Another one bites the dust. The University of Illinois at Urbana-Champaign announced today (May 24) that it will eliminate both its full- and part-time MBA programs to focus more resources on its online MBA and specialty master’s programs. With the move, Illinois Gies becomes the second top-50 U.S. school in the last three years to eliminate its residential MBA program.
Like the University of Iowa, which dropped its full-time MBA in 2017 to redirect resources to its online offering (which launches this fall), Illinois Gies is banking on the continued popularity of its iMBA — and they have good reason to be confident in that popularity. That’s because with a total tuition bill of $22,000, the iMBA is by far the cheapest online MBA from a major university.
Another point in its favor, as far as prospective students are concerned: Applicants to the iMBA do not need to take the Graduate Management Admission Test. That, along with the cost, is part of Illinois’ mission to open up the MBA experience to a wider applicant pool.
“Part of the whole idea of this model is, we wanted to really take seriously one of our core strategies and missions, which is creating access to world-class business education for as many people as we can,” Dean Jeff Brown tells Poets&Quants. “And we are still really committed to that mission. The iMBA is the right format for the times — providing a powerful learning experience with any time/anywhere accessibility at an affordable cost. Given the global reach and accessibility of this program, we are creating what I call ‘the world’s MBA.’
“With this and with our innovation in undergrad, specialized master’s, and lifelong learning, we are playing to our competitive advantages and positioning ourselves for tremendous impact and steady growth. These moves will focus our investment in ways that will make us unquestionably one of a handful of the world’s very best and most innovative business schools.”
DOWNWARD TREND FOR THE FULL-TIME MBA PROGRAM
Why the sea change, or, as Illinois Gies puts it, “strategic shift”? Economics was a major factor, Brown says. Application volume for the Gies full-time MBA has fallen by about 25% since 2016, partly because of the general wane that’s impacting all MBA programs and particularly due to the drop in international interest that has plagued so many schools. In fact, in November, Illinois made headlines when it took out a $400K insurance policy against the further loss of Chinese students amid what Brown told P&Q was an “unprecedented decline.”
In its heyday in the 1990s, the Illinois MBA had an enrollment of more than 600. Compare that to today, with fewer than 100, including a fall 2018 intake of just 49 students.
“The full-time market is down pretty substantially from its peak, although some of that might just be a sign of a very strong economy — people don’t want to go back to school,” says Brown, adding that discussions about moving away from the residential programs began about 18 months ago. “We think part of that is also a longer-term decline due to the fact that there is growth in specialized master’s programs.

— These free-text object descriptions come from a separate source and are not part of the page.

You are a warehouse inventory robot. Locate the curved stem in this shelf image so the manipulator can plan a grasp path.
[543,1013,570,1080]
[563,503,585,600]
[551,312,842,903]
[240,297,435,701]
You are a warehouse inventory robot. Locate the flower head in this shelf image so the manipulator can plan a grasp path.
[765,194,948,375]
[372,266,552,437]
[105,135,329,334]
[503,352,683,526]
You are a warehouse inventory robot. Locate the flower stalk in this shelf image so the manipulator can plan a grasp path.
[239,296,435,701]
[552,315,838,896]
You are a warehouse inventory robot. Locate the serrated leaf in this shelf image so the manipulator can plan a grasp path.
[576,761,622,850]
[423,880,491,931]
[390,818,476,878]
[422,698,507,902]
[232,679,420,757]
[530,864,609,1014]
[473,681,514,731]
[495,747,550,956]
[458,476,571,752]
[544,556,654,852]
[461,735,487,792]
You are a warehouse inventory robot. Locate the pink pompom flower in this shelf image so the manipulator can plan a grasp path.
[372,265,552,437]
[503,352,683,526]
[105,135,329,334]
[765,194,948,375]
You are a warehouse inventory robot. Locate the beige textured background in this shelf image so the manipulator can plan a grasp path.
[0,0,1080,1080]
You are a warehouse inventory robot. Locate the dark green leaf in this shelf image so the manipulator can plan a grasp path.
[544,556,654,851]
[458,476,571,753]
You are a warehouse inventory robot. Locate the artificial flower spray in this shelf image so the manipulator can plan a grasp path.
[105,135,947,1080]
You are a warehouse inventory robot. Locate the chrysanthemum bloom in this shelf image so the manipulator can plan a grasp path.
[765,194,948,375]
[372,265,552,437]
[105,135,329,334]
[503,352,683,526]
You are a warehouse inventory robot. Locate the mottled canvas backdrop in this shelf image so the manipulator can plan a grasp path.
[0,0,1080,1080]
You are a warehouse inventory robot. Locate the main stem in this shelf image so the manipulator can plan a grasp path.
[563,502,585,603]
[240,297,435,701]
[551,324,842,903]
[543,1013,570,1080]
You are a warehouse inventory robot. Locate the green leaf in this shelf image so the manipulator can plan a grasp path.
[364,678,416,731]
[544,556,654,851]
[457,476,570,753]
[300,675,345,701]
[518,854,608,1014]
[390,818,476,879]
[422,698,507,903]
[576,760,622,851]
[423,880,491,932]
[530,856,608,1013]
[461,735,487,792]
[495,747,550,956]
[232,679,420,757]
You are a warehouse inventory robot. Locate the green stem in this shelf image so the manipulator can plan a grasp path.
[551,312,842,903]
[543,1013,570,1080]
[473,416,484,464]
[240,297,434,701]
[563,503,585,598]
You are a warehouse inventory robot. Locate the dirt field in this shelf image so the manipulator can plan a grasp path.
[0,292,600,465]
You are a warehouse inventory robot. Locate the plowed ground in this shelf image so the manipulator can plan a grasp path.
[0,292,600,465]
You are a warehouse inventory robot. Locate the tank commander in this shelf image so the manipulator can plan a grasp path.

But also, yes, the program was losing money. I don’t want people to think that’s the only reason we made this decision. This was really a decision about where we can most effectively put our staff and faculty resources, our reputation, everything, in order to really build our brand and deliver on our mission.
“But yes, money was a factor. This was not something that was a financial drag on the college. I would say it was small losses for a number of years and it just sort of coincided with the fact that our number of students in the program is down a lot from what it was at its peak in the heyday, 25 years ago.”
Nor has it been a great couple of years in the rankings for the Gies full-time MBA, which was ranked 66th by Poets&Quants last year, a loss of 15 places. That big drop was due in large part to losing two rankings altogether — The Financial Times and Forbes — and suffering an eight-point decline on U.S. News’ 2018 list. The school also dropped 24 places in the 2018 Bloomberg Businessweek ranking, to 69th place. Gies subsequently halted the decline at U.S. News and ranked 47th in that publication’s latest ranking — but along with financial uncertainty and other factors, perhaps the writing was on the wall. The fall 2019 intake will be the last for the Gies full-time MBA, meaning the Class of 2021 will be the last to graduate, Brown says.
FLAGGING INTEREST IN THE PT PROGRAM, TOO
The Illinois Gies part-time program, meanwhile, known as the Professional MBA and ranked 65th by U.S. News, grew to a yearly enrollment of 64 in 2018 but is at about one-third of that this year. (See page 3 for admissions data for the Gies full- and part-time MBAs as well as the iMBA.)
“The full-time and part-time residential MBA programs are excellent, as are the students and alumni of those programs,” Brown says. “Yet market demand for traditional formats is declining nationwide. Meanwhile, demand, as well as the needs of businesses and individuals, is growing in these other areas. We believe in innovating and staying ahead of trends in business education and on top of the needs of business and society.”
Recognizing that the announcement to kill the full- and part-time MBA programs may impact some students’ decision about whether to attend Gies, the school extended the deadline for refunding deposits from June 3 to July 1 and also offered automatic admission into the iMBA as an option.